En revanche, je vous plains, si vous n'avez élevé jusqu'ici à Dieu que de rares autels, si les sentiments dont ceux-ci sont l'expression, ne sont qu'exception dans votre existence. En ce cas, laissez-moi vous le dire, vous êtes ballotté par les souffles du monde, votre carrière chrétienne manque d'unité, d'harmonie, vous ignorez ce que c'est que la paix versée dans l'âme par la prière et la présence de Dieu. Ces biens ne nous sont assurés que lorsque nous avons cherché Dieu. Mais des instants bénis où nous nous sommes approchés de lui, se répand sur nos tristes journées un parfum vivifiant, une joie inconnue.
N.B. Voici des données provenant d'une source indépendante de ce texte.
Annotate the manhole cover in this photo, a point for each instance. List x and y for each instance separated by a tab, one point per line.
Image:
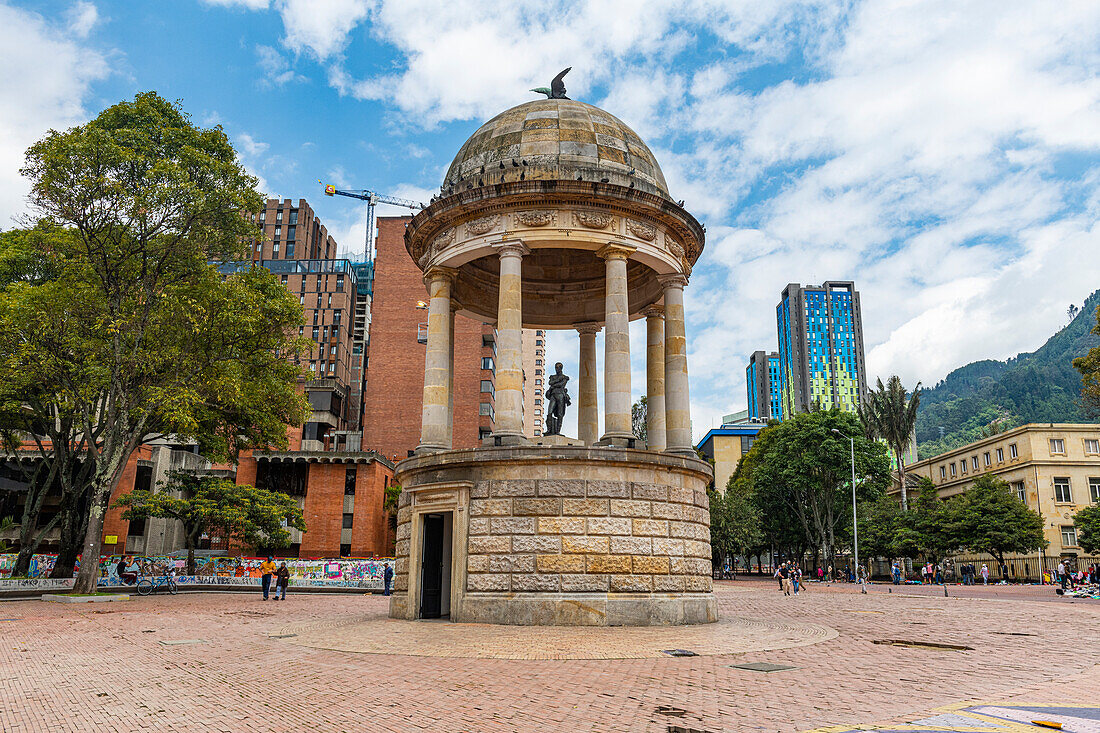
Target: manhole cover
923	645
762	666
Grâce à eux, nous devenons nous-mêmes, comme Abram, une source de bénédiction et de vie pour ceux qui nous entourent.

Il faut que le tisserand, lorsqu'il exécute certains ouvrages de son art, ait les yeux fixés uniquement sur son modèle. Son travail se poursuit invisiblement, caché sous un voile. Lorsque le travail est accompli, mais seulement alors, l'ouvrier peut jeter un regard sur la copie qu'il vient d'achever. Nous avons pareillement à tenir le regard fixé sur Dieu, notre divin modèle, à nous demander sans cesse : « Comment lui serai-je agréable ? Comment ferai-je sa volonté ? » C'est lorsque nous agissons ainsi que nous sommes peu à peu, selon l'expression de Paul, transformés à l'image de Christ, « de gloire en gloire. » Mais pour cela, lecteur, il vous faudra marcher dans votre vie d'un autel à un autre autel.


2. La victoire du soleil sur les ténèbres

Abram ne se bornait pas à dresser des autels ; il invoquait devant eux le nom de Jéhovah. (Gen. XII, 8 ; XIII, 4). Je ne pense pas qu'il s'agisse là d'une prière mentale. Je suppose qu'il est question d'une invocation solennelle, faite à haute voix, devant des témoins. Il s'ajoutait ainsi à la prédication adressée déjà par l'autel lui-même, un témoignage oral. Les paroles du serviteur de l'Éternel s'inspiraient, je n'en doute pas, des pensées de paix et de miséricorde de l'Éternel. Elles le montraient comme le Créateur tout-puissant des cieux et de la terre, comme Celui qui embrasse les mondes dans sa pensée, mais s'occupe aussi de chaque âme d'homme. Elles insistaient sur la volonté de Dieu de bénir et de sauver. Le patriarche a su, j'en suis persuadé, trouver des mots émouvants pour supplier Dieu de lui enseigner à le servir, à le glorifier, à avancer pas à pas sous ses yeux, à travailler pour lui.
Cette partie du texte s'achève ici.